A bouncer followed a patron into a Greenwich Village, N.Y., restaurant bathroom after the gay pride parade on June 24, and let's just say he did not engage in toe-tapping. His purpose: to check out a report that a man was in the ladies room. As it turned out, the "man," a 28-year-old woman named Khadijah Farmer, was guilty of nothing more than peeing while butch. When the bouncer banged on her stall door, Farmer says, she replied, "I'm a female, and I'm supposed to be in here." Once out of the stall, she offered her I.D. as proof. The bouncer nevertheless threw Farmer, her partner and a friend out of the restaurant -- margarita megastore Caliente Cab -- after making them pay for their appetizers.

When Caliente refused to negotiate, the Transgender Legal Defense and Education Fund -- which fights bias on the basis of gender identity and expression, regardless of transgender status -- sued on Farmer's behalf, charging that the restaurant violated city and state laws against discrimination. Farmer, whose short hair and men's clothing lend her little resemblance to the hourglass silhouette on the ladies room door, has made clear that while rattled by this particular confrontation, she's used to this kind of confusion -- and that for her the goal of the lawsuit is to help prevent the same thing from happening again. (Coverage of the lawsuit on the New York Times City Room blog suggests, naively, that a woman making a stir in the ladies room is some sort of first. I'm sure plenty of "masculine" women would beg to differ.)

City law prohibits discrimination on the basis not only of sexual orientation but also of "gender expression." In other words, your boss can't say, "I'm not firing you because you're queer, I'm firing you because you look queer." TLDEF argues that state law -- which prohibits discrimination on the basis of orientation only -- should also be interpreted so as to protect people from sexual stereotyping. TLDEF has demanded that the restaurant adopt an anti-discrimination policy and train its staff to comply with it and all relevant laws.

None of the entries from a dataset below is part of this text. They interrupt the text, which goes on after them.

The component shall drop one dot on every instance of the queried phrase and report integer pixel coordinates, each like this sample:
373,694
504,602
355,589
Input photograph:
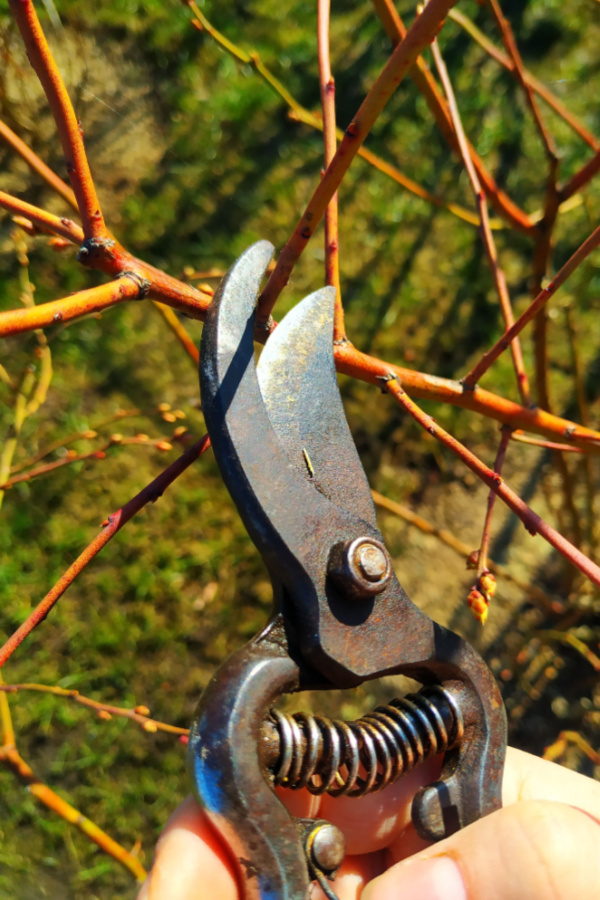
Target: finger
190,861
373,822
355,872
527,777
540,849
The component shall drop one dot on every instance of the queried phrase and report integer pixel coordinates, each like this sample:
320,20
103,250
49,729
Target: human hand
543,845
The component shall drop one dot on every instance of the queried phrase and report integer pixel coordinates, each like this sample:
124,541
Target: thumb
537,849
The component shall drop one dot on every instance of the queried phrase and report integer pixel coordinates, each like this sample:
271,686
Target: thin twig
37,165
482,558
490,48
42,219
180,332
547,445
418,37
590,484
112,525
69,129
555,750
11,759
56,312
350,361
511,48
327,89
138,714
446,537
542,298
533,523
485,230
426,84
299,113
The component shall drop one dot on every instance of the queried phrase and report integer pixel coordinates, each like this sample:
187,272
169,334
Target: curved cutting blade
258,473
296,374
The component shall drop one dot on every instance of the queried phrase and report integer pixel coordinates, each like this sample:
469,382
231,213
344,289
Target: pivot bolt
361,567
326,847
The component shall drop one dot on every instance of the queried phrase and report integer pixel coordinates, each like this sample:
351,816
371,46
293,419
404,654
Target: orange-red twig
99,453
559,279
485,229
179,331
351,361
482,560
426,84
559,108
511,48
547,445
42,219
581,178
555,750
138,714
69,129
464,550
38,165
533,523
327,87
417,38
11,759
94,300
113,524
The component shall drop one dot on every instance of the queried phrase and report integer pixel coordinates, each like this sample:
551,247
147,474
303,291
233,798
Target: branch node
385,379
93,248
142,283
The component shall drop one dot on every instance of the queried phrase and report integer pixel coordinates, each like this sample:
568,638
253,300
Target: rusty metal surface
288,460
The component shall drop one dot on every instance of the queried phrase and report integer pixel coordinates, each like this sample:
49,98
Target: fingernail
435,878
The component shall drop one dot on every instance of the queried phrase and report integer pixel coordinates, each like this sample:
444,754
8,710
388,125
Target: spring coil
328,756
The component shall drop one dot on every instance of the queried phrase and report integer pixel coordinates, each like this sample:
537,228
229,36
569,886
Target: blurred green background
194,158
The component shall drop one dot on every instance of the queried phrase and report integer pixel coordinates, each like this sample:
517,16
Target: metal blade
258,473
297,379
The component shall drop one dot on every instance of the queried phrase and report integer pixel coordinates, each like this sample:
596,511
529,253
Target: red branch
417,38
559,279
485,227
69,129
533,523
113,524
42,219
327,86
38,165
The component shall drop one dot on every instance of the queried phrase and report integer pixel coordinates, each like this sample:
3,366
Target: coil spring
326,755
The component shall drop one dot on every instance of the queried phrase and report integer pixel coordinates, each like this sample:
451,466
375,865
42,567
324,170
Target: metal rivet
327,847
361,568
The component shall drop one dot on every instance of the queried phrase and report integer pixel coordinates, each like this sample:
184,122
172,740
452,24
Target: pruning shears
340,616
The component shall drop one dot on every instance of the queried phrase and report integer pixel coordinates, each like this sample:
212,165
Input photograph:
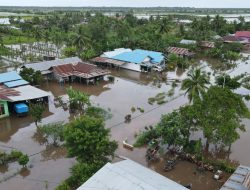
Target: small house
136,60
243,36
14,90
182,52
127,174
188,42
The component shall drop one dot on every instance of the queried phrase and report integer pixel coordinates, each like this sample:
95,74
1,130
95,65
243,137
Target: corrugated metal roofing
83,70
239,180
243,34
5,92
9,76
46,65
16,83
187,42
138,56
118,51
126,175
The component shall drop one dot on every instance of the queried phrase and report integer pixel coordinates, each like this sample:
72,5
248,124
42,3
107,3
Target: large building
14,90
136,60
128,175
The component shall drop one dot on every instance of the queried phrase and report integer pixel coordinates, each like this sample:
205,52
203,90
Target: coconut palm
195,85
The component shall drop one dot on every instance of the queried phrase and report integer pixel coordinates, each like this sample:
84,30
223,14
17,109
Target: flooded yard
48,166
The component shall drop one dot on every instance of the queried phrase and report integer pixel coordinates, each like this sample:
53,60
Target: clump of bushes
13,156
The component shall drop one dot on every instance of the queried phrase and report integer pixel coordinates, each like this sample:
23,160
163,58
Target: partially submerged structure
44,67
68,69
239,180
14,90
182,52
136,60
188,42
126,175
81,71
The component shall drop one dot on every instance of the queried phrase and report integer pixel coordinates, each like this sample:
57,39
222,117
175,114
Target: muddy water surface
49,165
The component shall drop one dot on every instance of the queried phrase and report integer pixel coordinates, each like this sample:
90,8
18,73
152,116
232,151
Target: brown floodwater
48,165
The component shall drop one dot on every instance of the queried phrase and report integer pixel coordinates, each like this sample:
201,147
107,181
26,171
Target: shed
127,174
21,108
188,42
9,76
44,66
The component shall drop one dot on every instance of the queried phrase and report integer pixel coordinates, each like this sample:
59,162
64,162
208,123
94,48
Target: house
136,60
231,39
14,90
44,67
85,71
207,44
243,35
182,52
188,42
127,174
239,180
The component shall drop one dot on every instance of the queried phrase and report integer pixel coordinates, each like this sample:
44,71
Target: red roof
207,44
243,34
84,70
5,92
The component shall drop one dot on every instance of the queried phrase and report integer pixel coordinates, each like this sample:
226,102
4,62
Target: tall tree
195,85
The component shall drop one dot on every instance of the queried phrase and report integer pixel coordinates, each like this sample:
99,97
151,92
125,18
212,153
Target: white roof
128,175
46,65
28,92
110,54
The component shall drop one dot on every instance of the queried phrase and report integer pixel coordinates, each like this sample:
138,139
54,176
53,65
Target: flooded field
48,166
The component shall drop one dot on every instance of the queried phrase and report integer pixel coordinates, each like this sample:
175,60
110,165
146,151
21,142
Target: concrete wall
132,66
6,109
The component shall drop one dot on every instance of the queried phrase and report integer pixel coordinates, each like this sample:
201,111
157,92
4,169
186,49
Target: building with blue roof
136,60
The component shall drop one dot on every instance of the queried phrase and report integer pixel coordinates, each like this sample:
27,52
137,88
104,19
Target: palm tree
195,84
81,41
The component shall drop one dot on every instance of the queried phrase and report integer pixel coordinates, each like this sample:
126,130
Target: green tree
218,115
36,112
195,85
88,140
23,160
52,131
33,77
172,129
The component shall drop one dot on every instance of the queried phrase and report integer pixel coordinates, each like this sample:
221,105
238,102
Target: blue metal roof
138,56
16,83
10,76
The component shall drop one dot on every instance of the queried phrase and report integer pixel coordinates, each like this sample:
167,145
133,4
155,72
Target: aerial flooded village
124,95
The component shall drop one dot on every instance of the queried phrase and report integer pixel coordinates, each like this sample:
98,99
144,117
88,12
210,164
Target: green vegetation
33,77
78,100
53,131
36,112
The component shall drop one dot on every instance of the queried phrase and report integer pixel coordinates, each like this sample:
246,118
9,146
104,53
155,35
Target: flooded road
49,166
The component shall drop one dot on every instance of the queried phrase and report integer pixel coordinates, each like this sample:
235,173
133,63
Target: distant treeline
145,10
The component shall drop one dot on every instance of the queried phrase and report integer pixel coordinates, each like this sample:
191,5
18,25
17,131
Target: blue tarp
10,76
21,108
138,56
16,83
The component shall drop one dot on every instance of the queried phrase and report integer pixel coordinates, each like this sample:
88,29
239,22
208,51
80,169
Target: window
2,110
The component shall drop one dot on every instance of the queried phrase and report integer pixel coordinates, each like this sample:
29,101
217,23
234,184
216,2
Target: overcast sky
132,3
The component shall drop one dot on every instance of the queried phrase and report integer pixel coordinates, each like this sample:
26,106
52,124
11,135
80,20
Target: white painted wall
132,66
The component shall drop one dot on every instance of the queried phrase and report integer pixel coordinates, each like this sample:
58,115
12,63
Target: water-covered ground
49,165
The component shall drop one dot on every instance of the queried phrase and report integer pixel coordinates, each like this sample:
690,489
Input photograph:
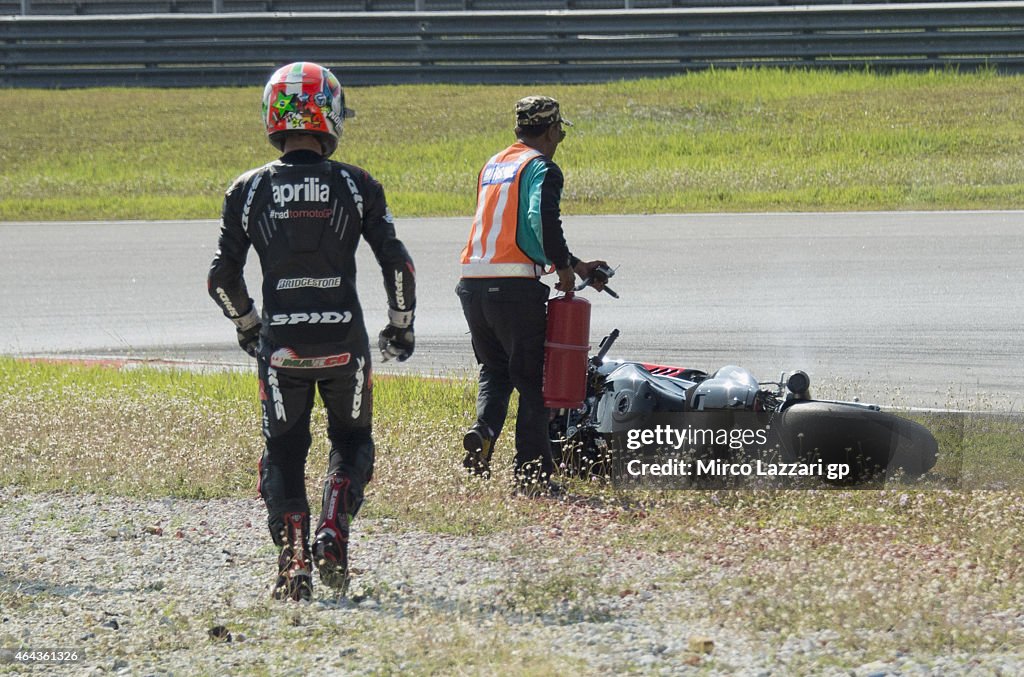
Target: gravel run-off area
169,586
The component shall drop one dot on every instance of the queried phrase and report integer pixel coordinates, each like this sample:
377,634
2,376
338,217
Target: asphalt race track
919,308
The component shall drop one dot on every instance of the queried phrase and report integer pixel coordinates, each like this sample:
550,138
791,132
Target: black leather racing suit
304,216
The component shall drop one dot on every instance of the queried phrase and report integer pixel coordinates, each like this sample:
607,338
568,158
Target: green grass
733,140
863,575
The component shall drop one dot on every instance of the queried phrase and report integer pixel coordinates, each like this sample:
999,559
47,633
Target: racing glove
397,339
247,327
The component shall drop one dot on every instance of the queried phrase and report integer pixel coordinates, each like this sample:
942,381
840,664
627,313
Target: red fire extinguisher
565,348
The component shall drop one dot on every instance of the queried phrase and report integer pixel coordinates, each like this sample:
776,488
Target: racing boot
478,442
331,546
294,570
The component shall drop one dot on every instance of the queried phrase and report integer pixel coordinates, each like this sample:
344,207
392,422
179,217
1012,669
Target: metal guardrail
190,6
374,48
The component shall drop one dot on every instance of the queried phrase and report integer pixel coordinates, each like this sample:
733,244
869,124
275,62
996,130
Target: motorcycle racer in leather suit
304,215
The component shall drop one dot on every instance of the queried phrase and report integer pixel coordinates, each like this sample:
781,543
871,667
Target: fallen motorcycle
645,422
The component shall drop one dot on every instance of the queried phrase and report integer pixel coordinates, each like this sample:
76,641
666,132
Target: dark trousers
507,319
287,399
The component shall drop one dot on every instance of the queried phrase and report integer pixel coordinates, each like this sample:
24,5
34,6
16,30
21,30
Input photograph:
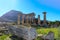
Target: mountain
11,15
5,20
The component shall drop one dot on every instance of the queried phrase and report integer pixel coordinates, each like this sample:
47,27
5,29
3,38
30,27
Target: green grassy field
46,30
41,31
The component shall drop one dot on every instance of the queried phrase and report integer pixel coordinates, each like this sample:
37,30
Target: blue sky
52,7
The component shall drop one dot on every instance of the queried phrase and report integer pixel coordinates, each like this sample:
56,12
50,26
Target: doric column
18,22
23,19
44,17
39,19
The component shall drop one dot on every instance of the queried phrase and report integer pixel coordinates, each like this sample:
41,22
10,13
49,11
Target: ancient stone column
23,19
18,19
38,19
44,17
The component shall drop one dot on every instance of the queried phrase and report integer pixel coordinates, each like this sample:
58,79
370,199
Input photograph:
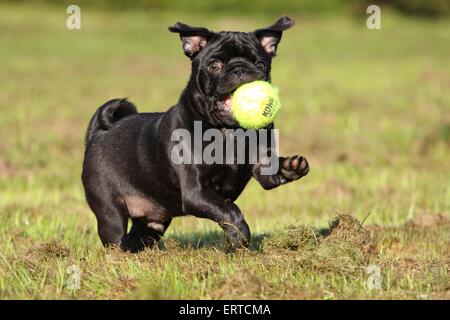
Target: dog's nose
239,71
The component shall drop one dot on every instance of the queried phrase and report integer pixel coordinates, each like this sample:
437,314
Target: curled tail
107,115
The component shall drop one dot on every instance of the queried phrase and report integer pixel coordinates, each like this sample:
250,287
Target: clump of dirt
293,238
243,284
37,257
348,228
169,244
428,220
48,250
344,247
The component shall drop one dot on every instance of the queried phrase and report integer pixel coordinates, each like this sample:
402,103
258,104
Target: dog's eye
215,66
261,65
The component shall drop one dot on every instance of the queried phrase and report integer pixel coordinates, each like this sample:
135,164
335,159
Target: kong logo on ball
255,105
268,110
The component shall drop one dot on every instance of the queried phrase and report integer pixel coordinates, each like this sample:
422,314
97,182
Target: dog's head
223,61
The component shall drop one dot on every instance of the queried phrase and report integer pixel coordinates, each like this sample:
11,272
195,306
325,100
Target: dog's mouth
225,101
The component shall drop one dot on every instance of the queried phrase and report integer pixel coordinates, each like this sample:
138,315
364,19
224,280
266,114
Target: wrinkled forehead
227,45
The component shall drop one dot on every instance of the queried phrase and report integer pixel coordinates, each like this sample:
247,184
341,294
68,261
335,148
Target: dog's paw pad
295,167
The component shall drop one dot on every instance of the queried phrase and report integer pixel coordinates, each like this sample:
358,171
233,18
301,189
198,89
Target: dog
128,172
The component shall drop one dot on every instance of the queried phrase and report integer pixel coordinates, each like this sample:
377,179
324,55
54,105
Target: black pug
128,172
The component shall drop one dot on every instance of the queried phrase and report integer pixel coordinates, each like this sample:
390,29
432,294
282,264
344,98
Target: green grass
369,109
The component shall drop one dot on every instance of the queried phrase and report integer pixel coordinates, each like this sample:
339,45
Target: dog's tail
107,115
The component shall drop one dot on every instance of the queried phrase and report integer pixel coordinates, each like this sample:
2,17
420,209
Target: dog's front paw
236,236
293,168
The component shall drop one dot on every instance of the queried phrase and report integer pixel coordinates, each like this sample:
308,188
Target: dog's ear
271,36
194,38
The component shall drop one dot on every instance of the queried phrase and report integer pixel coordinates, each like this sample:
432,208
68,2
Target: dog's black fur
128,172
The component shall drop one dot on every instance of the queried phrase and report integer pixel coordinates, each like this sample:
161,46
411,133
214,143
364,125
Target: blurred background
368,108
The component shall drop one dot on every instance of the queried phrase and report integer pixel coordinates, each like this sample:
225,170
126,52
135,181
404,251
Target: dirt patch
242,285
293,238
349,229
344,228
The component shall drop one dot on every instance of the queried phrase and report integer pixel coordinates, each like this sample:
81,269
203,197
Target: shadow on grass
210,239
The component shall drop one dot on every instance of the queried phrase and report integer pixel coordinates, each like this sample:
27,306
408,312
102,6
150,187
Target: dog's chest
228,181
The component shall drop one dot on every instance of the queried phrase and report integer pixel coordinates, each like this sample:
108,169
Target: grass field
369,109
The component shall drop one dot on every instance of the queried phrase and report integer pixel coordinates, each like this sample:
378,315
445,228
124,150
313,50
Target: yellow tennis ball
255,105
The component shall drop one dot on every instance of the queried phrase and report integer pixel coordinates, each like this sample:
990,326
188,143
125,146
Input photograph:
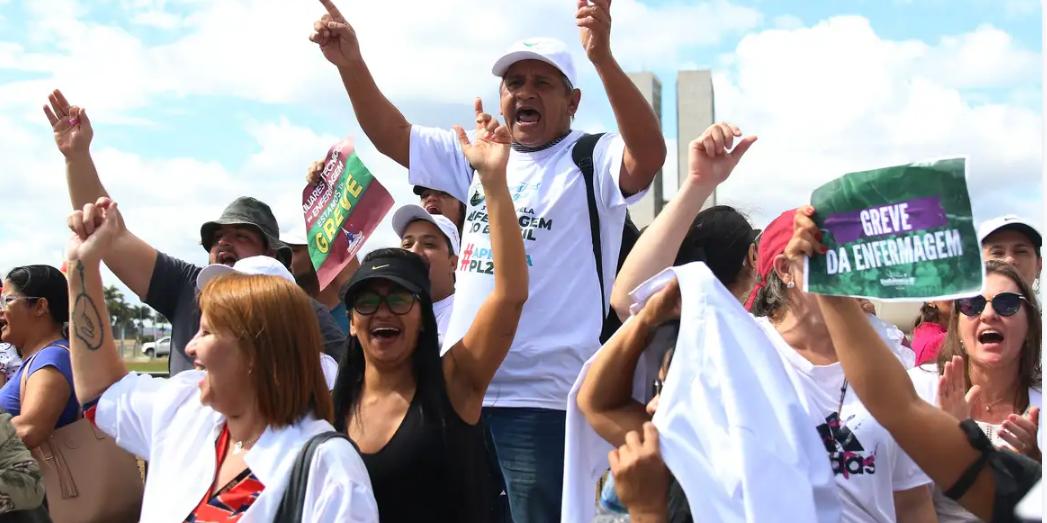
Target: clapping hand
72,130
953,394
490,153
1020,432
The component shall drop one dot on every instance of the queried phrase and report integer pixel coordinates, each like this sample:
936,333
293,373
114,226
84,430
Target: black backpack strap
582,155
292,504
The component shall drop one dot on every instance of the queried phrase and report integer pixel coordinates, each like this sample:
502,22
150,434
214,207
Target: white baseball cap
547,49
1010,222
253,265
404,215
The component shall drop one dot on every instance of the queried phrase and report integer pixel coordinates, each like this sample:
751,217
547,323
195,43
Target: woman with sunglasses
988,369
983,479
34,308
414,415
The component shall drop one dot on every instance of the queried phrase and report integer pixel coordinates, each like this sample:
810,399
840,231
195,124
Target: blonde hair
280,336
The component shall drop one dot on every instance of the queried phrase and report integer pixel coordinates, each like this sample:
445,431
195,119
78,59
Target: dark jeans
529,444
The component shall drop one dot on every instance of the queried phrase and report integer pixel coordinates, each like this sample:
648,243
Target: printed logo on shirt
479,260
846,453
525,190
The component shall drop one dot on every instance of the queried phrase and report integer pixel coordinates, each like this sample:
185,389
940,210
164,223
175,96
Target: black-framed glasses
1003,303
399,302
6,300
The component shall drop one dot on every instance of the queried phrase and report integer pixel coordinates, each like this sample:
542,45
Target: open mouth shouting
527,116
989,338
383,334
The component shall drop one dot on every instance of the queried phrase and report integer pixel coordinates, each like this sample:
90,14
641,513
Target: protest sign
901,233
341,210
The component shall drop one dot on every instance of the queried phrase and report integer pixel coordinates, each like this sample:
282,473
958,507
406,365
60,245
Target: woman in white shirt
221,440
985,480
994,341
876,481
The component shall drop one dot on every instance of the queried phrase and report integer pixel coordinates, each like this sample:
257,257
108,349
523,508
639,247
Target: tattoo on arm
87,321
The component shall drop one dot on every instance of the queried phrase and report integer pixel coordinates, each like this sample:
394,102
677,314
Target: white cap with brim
1011,222
253,265
404,215
546,49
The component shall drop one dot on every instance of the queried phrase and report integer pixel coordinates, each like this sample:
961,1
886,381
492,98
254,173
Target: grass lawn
148,365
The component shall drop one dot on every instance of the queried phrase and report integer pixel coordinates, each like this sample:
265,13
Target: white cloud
837,97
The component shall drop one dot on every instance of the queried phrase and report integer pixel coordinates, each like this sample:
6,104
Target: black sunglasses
399,302
1003,303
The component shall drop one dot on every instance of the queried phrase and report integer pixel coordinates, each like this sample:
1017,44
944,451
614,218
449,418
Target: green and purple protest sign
341,210
901,233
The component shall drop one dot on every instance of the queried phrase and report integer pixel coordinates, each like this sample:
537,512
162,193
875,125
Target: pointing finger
50,115
463,139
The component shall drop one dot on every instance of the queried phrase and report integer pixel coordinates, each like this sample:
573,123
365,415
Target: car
157,348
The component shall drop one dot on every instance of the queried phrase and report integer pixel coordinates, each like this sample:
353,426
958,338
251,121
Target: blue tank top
54,355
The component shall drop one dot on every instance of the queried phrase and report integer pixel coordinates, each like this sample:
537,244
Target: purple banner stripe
919,213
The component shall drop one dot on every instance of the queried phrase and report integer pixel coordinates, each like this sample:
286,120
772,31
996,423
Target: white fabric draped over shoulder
163,422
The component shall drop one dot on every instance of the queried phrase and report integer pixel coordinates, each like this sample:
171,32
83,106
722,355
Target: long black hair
719,236
425,361
43,281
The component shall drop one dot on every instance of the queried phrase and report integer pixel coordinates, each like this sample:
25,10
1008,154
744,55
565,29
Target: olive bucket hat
246,210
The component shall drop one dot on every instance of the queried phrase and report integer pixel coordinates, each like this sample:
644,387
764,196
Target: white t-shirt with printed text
562,318
869,465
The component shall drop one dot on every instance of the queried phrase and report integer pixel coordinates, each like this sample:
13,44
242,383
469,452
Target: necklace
239,446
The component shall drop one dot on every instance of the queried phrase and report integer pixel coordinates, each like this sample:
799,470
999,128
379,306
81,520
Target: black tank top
435,468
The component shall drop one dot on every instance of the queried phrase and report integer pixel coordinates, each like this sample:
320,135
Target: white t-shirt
925,380
869,465
561,321
442,310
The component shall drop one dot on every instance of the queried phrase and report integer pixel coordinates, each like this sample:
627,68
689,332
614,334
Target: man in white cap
435,237
264,266
562,320
1015,241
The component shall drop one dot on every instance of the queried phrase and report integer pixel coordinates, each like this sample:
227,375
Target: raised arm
470,365
930,435
605,396
131,258
711,162
95,364
383,123
640,128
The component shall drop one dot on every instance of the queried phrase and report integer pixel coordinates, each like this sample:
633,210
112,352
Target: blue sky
197,101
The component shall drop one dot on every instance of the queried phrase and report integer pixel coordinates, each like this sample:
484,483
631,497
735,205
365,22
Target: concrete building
694,113
643,212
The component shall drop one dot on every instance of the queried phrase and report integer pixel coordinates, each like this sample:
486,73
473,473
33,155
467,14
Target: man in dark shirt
246,228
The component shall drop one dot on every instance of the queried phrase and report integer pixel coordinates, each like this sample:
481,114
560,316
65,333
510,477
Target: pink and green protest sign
900,233
341,210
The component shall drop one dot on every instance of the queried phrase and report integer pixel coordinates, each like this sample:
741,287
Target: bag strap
582,155
293,502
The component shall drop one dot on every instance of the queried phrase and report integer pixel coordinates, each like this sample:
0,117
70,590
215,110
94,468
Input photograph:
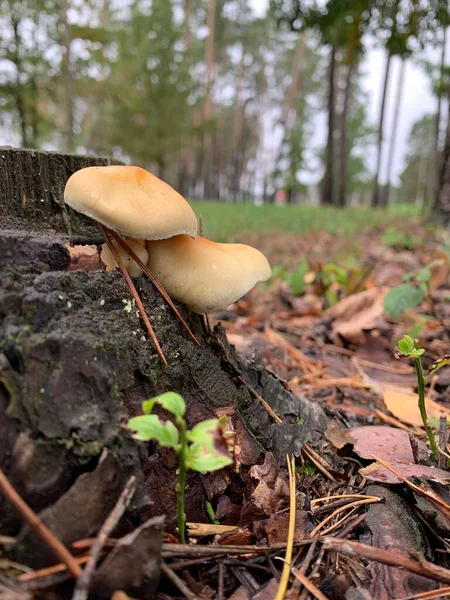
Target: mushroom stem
133,291
155,282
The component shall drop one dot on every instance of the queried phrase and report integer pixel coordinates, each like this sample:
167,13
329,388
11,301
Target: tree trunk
289,115
208,107
442,206
437,154
18,90
396,118
328,185
66,42
183,169
74,365
376,196
342,196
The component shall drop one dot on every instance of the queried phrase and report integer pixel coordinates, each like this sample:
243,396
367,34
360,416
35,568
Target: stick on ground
83,582
57,547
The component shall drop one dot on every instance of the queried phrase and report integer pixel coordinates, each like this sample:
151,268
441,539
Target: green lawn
223,221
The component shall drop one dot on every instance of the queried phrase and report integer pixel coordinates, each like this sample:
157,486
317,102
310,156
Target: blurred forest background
220,100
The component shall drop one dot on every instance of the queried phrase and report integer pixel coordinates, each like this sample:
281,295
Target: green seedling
203,448
411,348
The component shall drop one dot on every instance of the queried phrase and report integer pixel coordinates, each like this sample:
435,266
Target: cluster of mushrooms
150,228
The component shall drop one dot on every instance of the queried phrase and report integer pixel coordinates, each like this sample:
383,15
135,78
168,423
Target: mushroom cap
131,201
204,275
133,268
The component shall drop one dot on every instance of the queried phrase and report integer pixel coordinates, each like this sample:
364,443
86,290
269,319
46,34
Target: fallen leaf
393,526
356,314
272,490
276,527
389,443
133,566
403,405
376,472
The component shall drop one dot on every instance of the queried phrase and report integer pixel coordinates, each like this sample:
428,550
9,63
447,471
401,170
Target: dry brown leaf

It's one thing for a patron, not to mention the bouncer, to have made a sincere gender goof; the real mistake was the business with the I.D. and the appetizers, not to mention the restaurant's stubborn and frankly weird failure to bounce the bouncer and try to make it all go away with some free fajitas. This is all part of a much larger ongoing conversation about gender discrimination, who can use what loo when, and whether we'd all be better off with genderless Ally McBathrooms. Whether or not this particular lawsuit sticks, it appears that the lousy P.R. -- hello, Greenwich Village; hello, boycott -- may in some sense be punitive, and precedent, enough.